As we went upstairs she asked: ‘Oh yes. How was the partners’ meeting?’
‘Nothing unusual. Clarissa stripped her clothes off and danced naked on the table in high heels.’
‘Right…right. And what did you do? Join her?’
‘No. I threw up.’
We fell into bed and before I had even put my arm around her she was fast asleep. I ran my fingers through her golden hair and kissed her on the forehead, feeling the warmth of her soft body as it fitted next to mine. I love my wife. I really do love her. She feels like home.
Chapter Five
‘I need to have a word, Seb.’
Seb, the assistant solicitor at the firm, was home-grown, in the sense that he had worked with me as an articled clerk before getting taken on five years previously. I had worked with him for about seven years by then and thought of him as if he were my son. He is a tall, handsome man – half-Danish, very clever and very principled.
‘What’s the buzz?’ he asked as he closed the door to my room behind him. It was one of those difficult work conversations. I knew that I could trust him, but I also knew that if I told him precisely what had happened at the partners’ meeting all hell would break loose if anyone found out that I had done so. However, I didn’t want it all to come as a bomb-drop later and just felt it would be totally unfair that he should be left in the dark. So I had planned what I was going to say.
‘Seb, you know there was a partners’ meeting yesterday.’ It was obvious that he could sense that I was heading him towards an iceberg. He’d lived through the sinking of the criminal department the previous year and knew full well that the family legal aid work was next on the lis
t.
‘Don’t tell me. They want to axe legal aid. I’ve seen this coming a mile off.’
‘Seb, I can’t tell you and it’s important that I don’t make tidal waves for either of us by explaining exactly what was said. Nothing has been decided yet, but you know what happened to crime last year.’ That was all I needed to say.

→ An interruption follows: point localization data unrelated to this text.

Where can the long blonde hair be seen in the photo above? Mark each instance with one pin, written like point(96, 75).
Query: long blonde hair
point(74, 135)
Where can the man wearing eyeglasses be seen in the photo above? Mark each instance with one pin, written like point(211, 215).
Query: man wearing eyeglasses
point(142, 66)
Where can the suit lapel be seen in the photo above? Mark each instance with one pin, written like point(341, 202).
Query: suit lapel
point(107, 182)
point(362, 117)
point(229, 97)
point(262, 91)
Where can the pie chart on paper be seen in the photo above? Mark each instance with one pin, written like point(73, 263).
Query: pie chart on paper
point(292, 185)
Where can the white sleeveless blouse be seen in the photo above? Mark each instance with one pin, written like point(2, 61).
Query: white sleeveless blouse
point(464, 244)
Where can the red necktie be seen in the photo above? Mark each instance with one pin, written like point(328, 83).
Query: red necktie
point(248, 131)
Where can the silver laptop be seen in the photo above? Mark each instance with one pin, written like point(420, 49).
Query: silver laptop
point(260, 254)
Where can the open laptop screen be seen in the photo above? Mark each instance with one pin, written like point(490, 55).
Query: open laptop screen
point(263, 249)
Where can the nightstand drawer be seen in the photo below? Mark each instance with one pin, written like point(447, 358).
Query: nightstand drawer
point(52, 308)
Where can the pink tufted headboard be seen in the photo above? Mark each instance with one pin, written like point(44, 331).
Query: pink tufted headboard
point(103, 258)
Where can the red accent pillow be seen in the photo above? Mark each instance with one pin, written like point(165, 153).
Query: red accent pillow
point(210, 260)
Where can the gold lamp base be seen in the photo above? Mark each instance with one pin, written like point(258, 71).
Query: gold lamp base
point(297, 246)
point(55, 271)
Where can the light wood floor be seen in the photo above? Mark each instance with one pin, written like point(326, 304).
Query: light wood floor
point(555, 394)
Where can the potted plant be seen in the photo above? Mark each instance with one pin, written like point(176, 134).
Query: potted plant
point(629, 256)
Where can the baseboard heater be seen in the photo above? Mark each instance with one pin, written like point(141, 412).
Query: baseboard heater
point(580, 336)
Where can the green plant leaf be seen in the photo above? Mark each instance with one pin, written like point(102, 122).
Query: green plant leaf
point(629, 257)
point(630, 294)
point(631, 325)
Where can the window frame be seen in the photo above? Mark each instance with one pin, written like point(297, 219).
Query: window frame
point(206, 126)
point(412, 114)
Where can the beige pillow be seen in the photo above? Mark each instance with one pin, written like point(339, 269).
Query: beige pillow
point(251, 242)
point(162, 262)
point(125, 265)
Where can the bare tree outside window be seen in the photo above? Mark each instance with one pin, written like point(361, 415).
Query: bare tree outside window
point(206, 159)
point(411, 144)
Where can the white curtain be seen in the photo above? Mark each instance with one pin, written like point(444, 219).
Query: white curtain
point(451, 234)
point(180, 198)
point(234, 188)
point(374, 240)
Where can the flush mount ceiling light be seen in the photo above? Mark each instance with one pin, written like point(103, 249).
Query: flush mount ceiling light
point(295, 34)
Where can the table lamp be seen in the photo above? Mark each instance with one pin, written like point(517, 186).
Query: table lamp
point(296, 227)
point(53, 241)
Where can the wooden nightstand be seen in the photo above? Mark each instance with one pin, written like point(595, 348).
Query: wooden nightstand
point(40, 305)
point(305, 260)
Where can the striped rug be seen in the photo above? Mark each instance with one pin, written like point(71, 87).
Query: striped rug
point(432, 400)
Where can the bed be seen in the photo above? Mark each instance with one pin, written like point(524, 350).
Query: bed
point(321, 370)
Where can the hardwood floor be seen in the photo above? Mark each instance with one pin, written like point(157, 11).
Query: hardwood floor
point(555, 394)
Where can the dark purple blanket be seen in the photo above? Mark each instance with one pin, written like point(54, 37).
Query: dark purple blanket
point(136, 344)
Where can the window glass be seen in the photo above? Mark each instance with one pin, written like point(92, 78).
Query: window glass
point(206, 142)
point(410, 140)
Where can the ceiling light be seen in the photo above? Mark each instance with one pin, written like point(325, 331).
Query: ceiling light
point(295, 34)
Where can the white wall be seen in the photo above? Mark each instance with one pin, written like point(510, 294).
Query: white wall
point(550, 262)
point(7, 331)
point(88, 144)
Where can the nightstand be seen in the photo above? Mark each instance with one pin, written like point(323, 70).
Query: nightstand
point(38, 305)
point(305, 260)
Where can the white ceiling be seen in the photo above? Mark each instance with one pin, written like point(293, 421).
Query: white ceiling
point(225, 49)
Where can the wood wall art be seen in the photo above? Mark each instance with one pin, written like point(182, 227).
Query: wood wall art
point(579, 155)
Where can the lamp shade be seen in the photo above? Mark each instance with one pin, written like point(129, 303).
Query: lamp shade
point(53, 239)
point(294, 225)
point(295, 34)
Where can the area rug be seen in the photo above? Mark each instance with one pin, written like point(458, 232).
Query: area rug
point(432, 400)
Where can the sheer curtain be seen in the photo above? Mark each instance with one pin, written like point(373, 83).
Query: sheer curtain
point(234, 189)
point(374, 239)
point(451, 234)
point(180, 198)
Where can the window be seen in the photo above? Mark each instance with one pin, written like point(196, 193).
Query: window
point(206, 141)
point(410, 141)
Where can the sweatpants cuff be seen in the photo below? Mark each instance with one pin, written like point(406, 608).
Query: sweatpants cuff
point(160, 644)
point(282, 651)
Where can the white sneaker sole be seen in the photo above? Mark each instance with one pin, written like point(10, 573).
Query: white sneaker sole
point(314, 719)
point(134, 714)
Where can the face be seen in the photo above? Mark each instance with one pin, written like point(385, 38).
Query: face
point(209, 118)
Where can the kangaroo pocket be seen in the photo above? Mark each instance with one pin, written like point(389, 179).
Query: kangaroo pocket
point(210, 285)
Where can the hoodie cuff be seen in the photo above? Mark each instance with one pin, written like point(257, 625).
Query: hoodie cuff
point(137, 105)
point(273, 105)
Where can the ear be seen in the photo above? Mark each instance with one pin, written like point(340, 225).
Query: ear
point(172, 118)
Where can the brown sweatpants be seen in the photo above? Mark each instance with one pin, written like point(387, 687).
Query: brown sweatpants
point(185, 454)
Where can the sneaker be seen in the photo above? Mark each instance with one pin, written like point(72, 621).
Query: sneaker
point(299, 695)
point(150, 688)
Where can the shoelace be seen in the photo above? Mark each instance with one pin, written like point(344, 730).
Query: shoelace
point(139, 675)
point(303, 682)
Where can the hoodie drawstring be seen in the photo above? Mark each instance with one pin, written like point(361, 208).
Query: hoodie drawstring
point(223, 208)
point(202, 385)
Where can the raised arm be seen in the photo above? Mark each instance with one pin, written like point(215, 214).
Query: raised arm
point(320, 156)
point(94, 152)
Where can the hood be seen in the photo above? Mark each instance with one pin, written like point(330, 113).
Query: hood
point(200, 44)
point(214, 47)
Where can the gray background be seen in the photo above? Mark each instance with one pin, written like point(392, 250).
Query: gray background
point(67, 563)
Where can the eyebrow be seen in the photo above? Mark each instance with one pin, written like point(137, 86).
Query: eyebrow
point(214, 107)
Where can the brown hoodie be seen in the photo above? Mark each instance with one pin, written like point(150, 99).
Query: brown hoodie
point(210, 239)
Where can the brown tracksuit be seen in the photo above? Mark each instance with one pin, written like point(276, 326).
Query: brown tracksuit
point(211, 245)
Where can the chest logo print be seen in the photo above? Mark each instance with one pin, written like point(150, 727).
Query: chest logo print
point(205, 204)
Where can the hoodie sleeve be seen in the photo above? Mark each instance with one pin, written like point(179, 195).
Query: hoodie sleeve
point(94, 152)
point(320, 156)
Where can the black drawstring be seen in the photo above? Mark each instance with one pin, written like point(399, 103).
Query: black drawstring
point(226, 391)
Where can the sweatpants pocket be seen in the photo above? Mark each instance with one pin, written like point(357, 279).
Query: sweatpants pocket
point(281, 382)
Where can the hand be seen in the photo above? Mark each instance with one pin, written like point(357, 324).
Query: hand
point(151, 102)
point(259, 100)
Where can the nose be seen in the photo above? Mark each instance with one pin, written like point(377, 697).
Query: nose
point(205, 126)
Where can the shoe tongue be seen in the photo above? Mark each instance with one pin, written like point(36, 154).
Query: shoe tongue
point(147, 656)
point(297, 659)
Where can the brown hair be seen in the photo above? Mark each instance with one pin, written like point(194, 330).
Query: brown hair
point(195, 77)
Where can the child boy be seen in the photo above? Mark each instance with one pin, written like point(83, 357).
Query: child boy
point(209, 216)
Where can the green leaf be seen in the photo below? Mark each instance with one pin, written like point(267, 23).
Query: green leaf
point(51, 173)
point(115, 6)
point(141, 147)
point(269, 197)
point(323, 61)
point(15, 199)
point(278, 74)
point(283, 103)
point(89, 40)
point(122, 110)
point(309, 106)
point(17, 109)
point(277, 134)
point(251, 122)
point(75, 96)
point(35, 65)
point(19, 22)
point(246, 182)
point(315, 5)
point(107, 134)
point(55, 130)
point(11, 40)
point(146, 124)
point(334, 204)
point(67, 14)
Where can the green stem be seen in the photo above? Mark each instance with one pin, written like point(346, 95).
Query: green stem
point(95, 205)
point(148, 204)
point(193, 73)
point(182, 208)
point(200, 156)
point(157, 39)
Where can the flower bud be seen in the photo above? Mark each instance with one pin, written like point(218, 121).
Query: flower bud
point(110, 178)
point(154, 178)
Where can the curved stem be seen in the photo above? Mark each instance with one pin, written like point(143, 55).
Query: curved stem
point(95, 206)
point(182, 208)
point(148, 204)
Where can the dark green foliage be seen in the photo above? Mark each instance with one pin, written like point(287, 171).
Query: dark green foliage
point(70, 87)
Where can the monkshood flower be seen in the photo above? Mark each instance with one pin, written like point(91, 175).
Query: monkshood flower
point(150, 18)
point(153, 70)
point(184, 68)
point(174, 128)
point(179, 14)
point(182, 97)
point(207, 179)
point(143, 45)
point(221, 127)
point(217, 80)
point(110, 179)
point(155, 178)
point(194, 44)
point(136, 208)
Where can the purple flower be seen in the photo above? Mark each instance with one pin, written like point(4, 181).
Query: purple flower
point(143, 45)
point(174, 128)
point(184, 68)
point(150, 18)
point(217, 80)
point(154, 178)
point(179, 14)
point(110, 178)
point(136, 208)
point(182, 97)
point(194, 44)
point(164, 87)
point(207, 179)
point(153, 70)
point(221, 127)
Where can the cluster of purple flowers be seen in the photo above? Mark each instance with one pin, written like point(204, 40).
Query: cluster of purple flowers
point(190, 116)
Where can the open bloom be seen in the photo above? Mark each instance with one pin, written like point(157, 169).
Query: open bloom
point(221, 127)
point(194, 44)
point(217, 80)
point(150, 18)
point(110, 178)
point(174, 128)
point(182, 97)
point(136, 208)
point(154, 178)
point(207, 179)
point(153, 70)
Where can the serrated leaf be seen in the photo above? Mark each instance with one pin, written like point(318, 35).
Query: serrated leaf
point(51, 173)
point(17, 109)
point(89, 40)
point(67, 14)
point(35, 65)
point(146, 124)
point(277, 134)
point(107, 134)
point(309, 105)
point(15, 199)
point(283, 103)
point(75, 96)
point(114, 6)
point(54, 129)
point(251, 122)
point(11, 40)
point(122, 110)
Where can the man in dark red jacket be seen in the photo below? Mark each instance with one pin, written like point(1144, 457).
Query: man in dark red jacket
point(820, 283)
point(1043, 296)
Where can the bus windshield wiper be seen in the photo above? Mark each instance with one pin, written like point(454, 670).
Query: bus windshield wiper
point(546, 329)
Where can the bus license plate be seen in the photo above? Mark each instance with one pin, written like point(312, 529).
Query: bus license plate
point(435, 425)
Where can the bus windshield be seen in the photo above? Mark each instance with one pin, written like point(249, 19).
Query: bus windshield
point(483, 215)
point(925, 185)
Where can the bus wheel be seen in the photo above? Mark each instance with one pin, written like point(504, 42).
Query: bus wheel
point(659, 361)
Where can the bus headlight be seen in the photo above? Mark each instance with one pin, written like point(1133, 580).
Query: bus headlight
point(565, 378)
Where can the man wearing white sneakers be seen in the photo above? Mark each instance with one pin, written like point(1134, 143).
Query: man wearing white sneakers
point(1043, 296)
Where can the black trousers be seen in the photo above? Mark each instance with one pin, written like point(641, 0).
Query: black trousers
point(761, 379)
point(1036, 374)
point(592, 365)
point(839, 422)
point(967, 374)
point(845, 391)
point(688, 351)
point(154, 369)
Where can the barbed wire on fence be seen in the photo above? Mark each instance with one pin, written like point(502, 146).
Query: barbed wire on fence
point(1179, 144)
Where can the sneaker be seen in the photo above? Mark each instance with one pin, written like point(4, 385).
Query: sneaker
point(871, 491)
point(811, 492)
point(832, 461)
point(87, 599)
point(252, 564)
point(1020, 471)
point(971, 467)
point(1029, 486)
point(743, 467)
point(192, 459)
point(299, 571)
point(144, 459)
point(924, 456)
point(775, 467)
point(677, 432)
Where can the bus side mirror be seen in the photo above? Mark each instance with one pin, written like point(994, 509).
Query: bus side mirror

For him, it was very far from good timing. He and his wife, Freja – pronounced Freya – had just had their second son and Freja was suffering from postnatal depression. What’s more, they had just moved house and taken on a pretty hefty mortgage.
‘Oh, good grief.’ At that time I had never heard Seb swear, unlike me.
‘Well, we’ll just have to see what happens. I’m really sorry.’
‘It really could not have come at a worse time for us. Goodness only knows what Freja will make of it.’
‘It may come to nothing. Who knows? I’ll also keep my ears open for any jobs that are going.’
‘There aren’t many of those at the moment, are there? Not in this field of work.’
‘I’ll make sure you’re alright, one way or the other. You do know that, don’t you?’
‘I know you will. It means a lot to me. What has happened to the world?’
‘Don’t ask me. Everyone seems to be out for what they can get, chasing the big number. I’m sorry to land this on you. I really thought about saying nothing, but then realised I couldn’t. I hope I’ve done the right thing.’
‘I’m glad that you told me. The other lot would have left it until the day they ordered me to clear my desk. At least this way I can try to plan ahead.’
‘We’ll just have to wait to see what happens.’ I was repeating myself. I didn’t know what else to say. ‘I’ll keep you as up to speed as I can.’
‘Don’t get yourself into trouble, though. I’ll keep my lip buttoned. You haven’t actually told me anything.’